Zé Celso perpassa todas as transformações do teatro brasileiro nos últimos dois séculos
Diz a lenda que quando o torturador se aproximou, ao invés de lamúrias e súplicas por clemência, o que ouviu do homem a ser torturado, em alto e bom som foi: “Venha com esses seus choques elétricos! Eu tenho tesão por eles!” Era o Zé Celso afrontando o braço perverso da ditadura militar. O teatral total, misturado e sendo a vida.
Sua existência perpassa todas as transformações que sofreu o teatro brasileiro nos últimos dois séculos. Do Teatro Brasileiro de Comédia como contraponto, passando por americanos, russos, pela literatura brasileira, leituras fundamentais de “Os Sertões” de Euclides da Cunha. Zé Celso esteve no epicentro da Tropicália! A versão não menos genial para o teatro da obra literária de Oswald de Andrade – “O Rei da Vela”, com Renato Borghi, Abrahão Farc, Etty Fraser e cenários de Hélio Eichbauer.
Zé esteve no exílio. Quando voltou, fui ao Oficina para o “Ensaio Geral do Carnaval do Povo”. Aquela bigorna e o nome do grupo, tão desmistificador, oficina, local de trabalho! Não perdi mais nenhum de seus trabalhos.
Ainda estudante da EAD-USP, com Eliane Giardini, fui ver “As Três Irmãs”, peça do russo Anton Tchekhov. Na cena inicial, as três banhavam os rostos e braços numa bacia com água e pétalas de flores. Como estavam lindas! Analu Prestes, Kate Hansen e Maria Fernanda!
O tempo passava com um pião sendo rodado, daqueles que fazem barulho. Em toda peça que faço penso em usar o pião!
Outra cena inesquecível era um duelo. Luís Antônio (Martinez Corrêa) dava o tiro, e o fogo queimava no rastilho, indo numa agoniada câmera lenta em direção do outro duelante. Mais tarde tinha uma tocha com fogo, sempre o fogo, um biombo e a voz grave poderosa de Maria Fernanda: “Será que ainda vamos pra Moscou?” Renato Borghi e Fernando Peixoto também estavam naquele palco.

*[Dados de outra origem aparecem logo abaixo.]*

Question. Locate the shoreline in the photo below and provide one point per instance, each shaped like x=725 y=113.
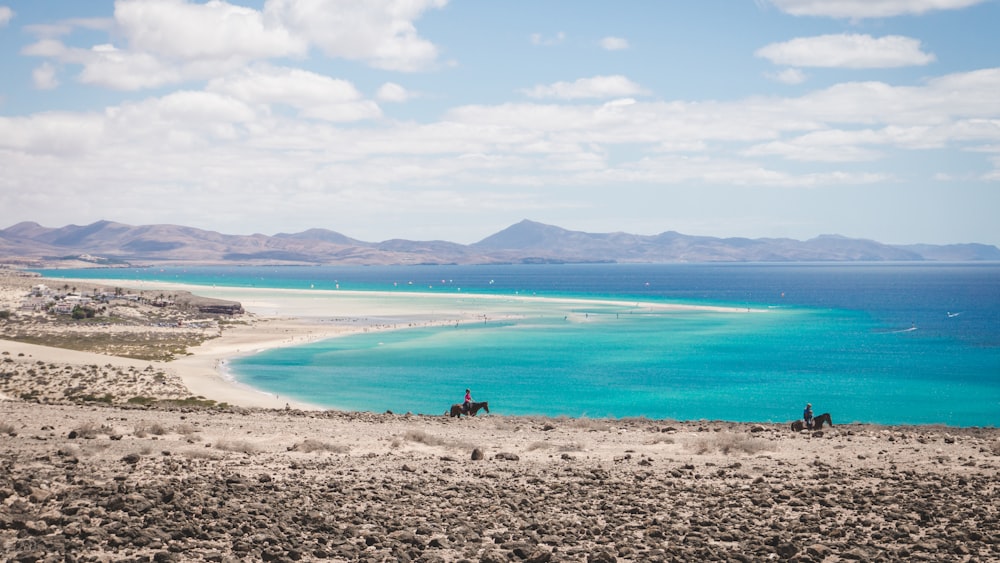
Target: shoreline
x=279 y=318
x=282 y=317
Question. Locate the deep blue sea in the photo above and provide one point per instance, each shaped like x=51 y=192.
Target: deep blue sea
x=874 y=342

Lembro como Eliane e eu, jovens estudantes de teatro, assistimos a “As Três Irmãs”. A bilheteira Teresa propôs a troca de dois ingressos pela metade do frango de padaria que ainda portávamos.
Agora, Zé foi vítima do fogo. Vai acontecer muito teatro na sua despedida!
E fica o exemplo de luta, que deve levar à solução jurídica para a praça que dever ser o espaço contíguo ao maravilhoso Teatro Oficina! Evoé!